If we want to plan for our future, we need to have some safety protocols in place like a “break glass in case of emergency” but how do we do this?

The best way to plan for something like this is to have some money stored away. We can use that stored money in the event that we lose our jobs or our business. You also need to think about a possible recession, similar to America in 2009. To avoid both of these happening, we suggest investing to cryptocurrency.

Quick Guide for Crypto Investments

Cryptocurrency is meant to a decentralized currency, so it won't drop in value if our economy does suffer a blow (unless it was a stablecoin like Tether which is linked to the US dollar).

If you are new to the world of cryptocurrency investments, then here is a quick guide to get you started.

What you need

1. A wallet

A wallet is a piece of software that you use to store any cryptocurrency you buy.

2. A computer or phone

You can use websites or "exchanges" to buy your crypto, or you can use phone apps that can be downloaded from the Google Play Store for Android and App Store for iPhone.

3. Knowledge of cryptocurrency 

You need to educate yourself about cryptocurrency, which will help you decide when is the best time to buy and sell your crypto to maximize your profit.

Once you have these, you are ready to go.

Cryptocurrency is just like any other investment and may take some time to see any kind of profit.

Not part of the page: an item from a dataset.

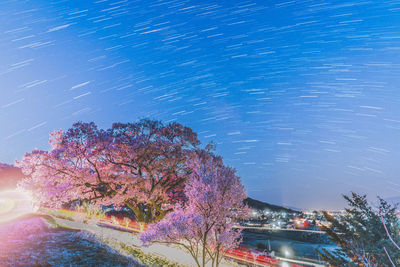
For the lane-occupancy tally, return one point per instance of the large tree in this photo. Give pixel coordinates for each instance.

So, it's perfect for someone who works long hours and wants to invest but doesn't have time to be fully get involved. Investing on something that isn't physical requires almost zero maintenance.  Unlike if you invested in a piece of property, the situation would be a complete opposite.

Keep in mind though that while some people have made decent money from trading cryptocurrency, and equal amount have lost money due to investing in the wrong crypto at the wrong time. Our advice is to read up on these disaster stories and learn from their mistakes. Use their experience as a road map to avoid any of the pitfalls they fell into.

The last thing you need to do is make sure you track your cryptocurrencies price daily as they tend to change quite rapidly.